The pain returned. I popped a pill to fall asleep.
The next night I tried four drops of the Sweet 'n' Sour Widow, a cannabidiol-enriched tincture that's supposed to reduce chronic pain and inflammation. Same result.
I tried five drops of each on different nights. Nothing.
Then I put the pot aside for a couple weeks; we traveled to North Carolina to see my family for the holidays, and you can't legally bring marijuana across state lines.
When I asked Lynn about my frustrating initial results, he sympathized. "It does take some trial and error," he conceded. Some people find that "really unnerving," but ultimately the process is about learning what works for your body. I told him I'm used to having a doctor hand me a prescription and tell me exactly how much to take and when. "This is the opposite of that," Lynn said.
In January, I set up another appointment to try something smokable. I bought a packet of Northern Lights buds and a blend called Exodus Cheese. A woman named Danielle helped me pick out a $10 glass pipe and patiently showed me how to smoke it.
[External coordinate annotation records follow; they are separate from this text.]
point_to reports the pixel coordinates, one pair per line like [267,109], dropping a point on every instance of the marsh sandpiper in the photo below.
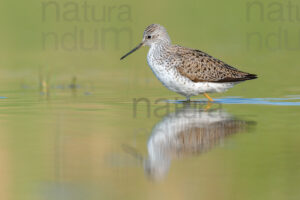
[189,72]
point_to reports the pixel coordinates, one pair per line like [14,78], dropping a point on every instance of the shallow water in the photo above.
[70,145]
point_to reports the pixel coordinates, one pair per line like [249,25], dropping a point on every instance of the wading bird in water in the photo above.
[189,72]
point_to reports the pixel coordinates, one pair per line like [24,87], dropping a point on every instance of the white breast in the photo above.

I bought a Pac-Man lighter, too. Zach recommended I also keep trying the tincture — up to 10 drops at a time.
That night, after my kids went to bed, I unlocked my box. I put a bud in my new pipe, slipped out onto the back porch, lit it and inhaled twice. I didn't feel high. But I didn't have any pain, either. For the first time in two months, I fell asleep without taking any pain meds and woke up the next morning alert and pain-free.
I thought it might have been a fluke, so I tried it again the next night. This time I felt a little funny — was I high? Honestly, I couldn't tell. I did scarf down a few chocolate-peanut-butter cups. But again, no pain. And no pills.
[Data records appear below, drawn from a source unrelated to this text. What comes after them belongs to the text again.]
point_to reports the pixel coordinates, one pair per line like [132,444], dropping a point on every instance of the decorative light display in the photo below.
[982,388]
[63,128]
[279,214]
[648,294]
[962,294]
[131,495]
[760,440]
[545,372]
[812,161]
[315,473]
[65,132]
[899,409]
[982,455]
The whole time I've been trying to manage my pain, I've also been trying to determine the cause. It could be MS-related, or it could be a result of pressure on my spine or one of my nerve roots. I recently saw a physician's assistant at the University of Vermont Medical Center neurological surgery office who prescribed physical therapy, and I'm going to try that — and acupuncture.
But I'm also going to keep experimenting with pot. The card needs to be renewed annually, and my renewal's due at the end of March. Better get that paperwork in the mail.